I was expecting a second sh:Violation to occur based on the qualified value shape. The first violation shows the unqualified minimum count is working. Are there any thoughts on why the qualified minimum count isn't working?

ashleysommer commented 8 months ago

@ajnelson-nist Thanks for reporting this. This is one of the areas where the SHACL W3C Test Suite (SHT) and the Datashape Tests suite (DASH) both are lacking comprehensive and exhaustive test cases. This is likely a bug or oversight in implementation in PySHACL, so first I'll create a valid reproduction and see if I can track down the source of the issue.

ashleysommer commented 8 months ago

Ok, I've found the source of the problem. It is due to a potentially overzealous optimisation added when the feature to detect and prevent shape-recursion was implemented in Sept 2022. https://github.com/RDFLib/pySHACL/blob/52e239c41b88497e9c9f5fd8ae0ae567e59885b8/pyshacl/constraints/core/shape_based_constraints.py#L323-L328

Basically, the second PropertyShape on MyShape does not see any focus/value nodes at the path sh:path ex:myProperty on kb:MyFirstClass-instance-not-ok so it skips checking the Constraints on that path. Thats why the violation of that constraint does not trigger.

So I suppose an easy solution would be to skip this shortcut check if qualifiedMinCount > 0 , so that it triggers on the absence of values nodes. It does raise another question though: Is the complete absence of value nodes on that property path considered logically the same as less-than-one 'qualified' nodes on that path that are conformant to the qualifiedValueShape? It does hold true for sh:minCount as you pointed out, so indeed it probably should also work for qualifiedMinCount on qualifiedValueShape.

ajnelson-nist commented 8 months ago

So I suppose an easy solution would be to skip this shortcut check if qualifiedMinCount > 0 , so that it triggers on the absence of values nodes.

I think this would be correct.

It does raise another question though: Is the complete absence of value nodes on that property path considered logically the same as less-than-one 'qualified' nodes on that path that are conformant to the qualifiedValueShape? It does hold true for sh:minCount as you pointed out, so indeed it probably should also work for qualifiedMinCount on qualifiedValueShape.

Yes, I believe the complete absence of value nodes equally effects unqualified property shapes and qualified property shapes.
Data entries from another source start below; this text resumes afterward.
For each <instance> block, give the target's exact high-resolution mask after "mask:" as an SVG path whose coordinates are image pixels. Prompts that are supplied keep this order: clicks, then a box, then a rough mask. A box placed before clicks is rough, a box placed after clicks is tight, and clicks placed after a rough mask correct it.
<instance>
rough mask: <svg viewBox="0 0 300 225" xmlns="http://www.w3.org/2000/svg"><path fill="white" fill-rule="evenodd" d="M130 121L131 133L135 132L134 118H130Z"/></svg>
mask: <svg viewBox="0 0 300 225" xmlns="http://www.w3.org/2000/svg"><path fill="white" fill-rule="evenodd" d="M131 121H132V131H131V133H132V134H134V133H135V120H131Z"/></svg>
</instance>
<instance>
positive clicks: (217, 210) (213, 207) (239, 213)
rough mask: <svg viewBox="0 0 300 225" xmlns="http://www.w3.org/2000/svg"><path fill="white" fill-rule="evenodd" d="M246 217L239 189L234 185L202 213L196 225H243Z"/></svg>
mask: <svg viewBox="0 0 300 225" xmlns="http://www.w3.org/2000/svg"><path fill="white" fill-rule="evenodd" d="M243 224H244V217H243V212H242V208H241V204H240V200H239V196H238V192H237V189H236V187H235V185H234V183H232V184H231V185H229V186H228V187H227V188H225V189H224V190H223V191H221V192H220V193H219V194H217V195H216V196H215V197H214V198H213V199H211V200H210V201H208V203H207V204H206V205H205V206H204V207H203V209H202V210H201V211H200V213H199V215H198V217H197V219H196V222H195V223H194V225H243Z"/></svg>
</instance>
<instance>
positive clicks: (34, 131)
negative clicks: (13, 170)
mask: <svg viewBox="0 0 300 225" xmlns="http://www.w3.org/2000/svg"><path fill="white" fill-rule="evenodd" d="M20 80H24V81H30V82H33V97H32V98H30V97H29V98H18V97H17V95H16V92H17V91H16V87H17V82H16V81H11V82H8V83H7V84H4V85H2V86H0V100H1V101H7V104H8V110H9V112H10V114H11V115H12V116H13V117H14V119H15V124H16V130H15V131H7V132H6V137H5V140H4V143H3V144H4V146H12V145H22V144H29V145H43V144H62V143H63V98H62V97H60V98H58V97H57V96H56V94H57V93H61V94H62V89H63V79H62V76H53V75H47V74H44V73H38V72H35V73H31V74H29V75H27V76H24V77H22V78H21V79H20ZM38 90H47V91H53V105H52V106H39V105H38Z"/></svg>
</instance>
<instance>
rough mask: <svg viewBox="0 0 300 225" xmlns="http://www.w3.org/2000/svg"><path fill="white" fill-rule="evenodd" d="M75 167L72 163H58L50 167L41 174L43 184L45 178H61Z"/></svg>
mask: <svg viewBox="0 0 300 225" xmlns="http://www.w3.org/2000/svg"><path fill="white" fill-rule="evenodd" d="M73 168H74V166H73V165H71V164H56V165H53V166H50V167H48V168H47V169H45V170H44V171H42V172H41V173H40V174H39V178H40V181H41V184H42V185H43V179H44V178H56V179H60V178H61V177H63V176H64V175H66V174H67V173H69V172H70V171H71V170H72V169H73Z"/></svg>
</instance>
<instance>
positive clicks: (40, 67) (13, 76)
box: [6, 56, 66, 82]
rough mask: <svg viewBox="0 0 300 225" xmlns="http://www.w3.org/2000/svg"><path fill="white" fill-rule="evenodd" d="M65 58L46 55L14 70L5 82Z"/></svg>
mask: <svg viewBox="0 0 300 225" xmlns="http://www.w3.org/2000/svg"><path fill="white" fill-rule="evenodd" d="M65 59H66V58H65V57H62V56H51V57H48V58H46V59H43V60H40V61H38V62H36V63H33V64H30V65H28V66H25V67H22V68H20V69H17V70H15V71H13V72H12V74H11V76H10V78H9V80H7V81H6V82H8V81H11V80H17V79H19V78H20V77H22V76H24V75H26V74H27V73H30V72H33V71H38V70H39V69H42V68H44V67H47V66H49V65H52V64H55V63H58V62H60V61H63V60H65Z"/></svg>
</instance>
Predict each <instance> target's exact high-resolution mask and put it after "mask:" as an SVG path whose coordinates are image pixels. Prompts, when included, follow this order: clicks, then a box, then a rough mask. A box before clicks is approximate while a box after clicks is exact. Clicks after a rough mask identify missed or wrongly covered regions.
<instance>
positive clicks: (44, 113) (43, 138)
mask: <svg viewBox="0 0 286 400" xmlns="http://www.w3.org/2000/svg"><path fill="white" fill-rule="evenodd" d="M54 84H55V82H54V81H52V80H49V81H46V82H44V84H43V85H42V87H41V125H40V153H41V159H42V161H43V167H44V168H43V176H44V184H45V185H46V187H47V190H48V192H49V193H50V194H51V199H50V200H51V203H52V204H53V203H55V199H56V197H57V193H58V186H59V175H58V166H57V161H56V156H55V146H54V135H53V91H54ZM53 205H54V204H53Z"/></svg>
Looking over the qualified shapes part of the spec, the phrasing does not seem to have a "qualified matches among matches found" logical flex. Instead, sentence one looks pretty definitive: "sh:qualifiedValueShape specifies the condition that a specified number of value nodes conforms to the given shape."

ashleysommer commented 8 months ago

Yes, I agree with your assessment, and that's the same conclusion I came to. I've pushed a fix for this https://github.com/RDFLib/pySHACL/commit/d939e3030816d98fa7a8597b816ba2132b2fdad1 It will be doing the big churn to support RDFLib 7.0.0 this weekend, then the new version will be pushed out, including this fix. While debugging this, I also found an edge-case error in my implementation of handling sh:qualifiedValueShapesDisjoint so that's a bonus.

ajnelson-nist commented 8 months ago

Spectacular to hear! Many thanks!

ashleysommer commented 8 months ago

Okay, @ajnelson-nist you don't need to wait until the weekend. The new version is out already.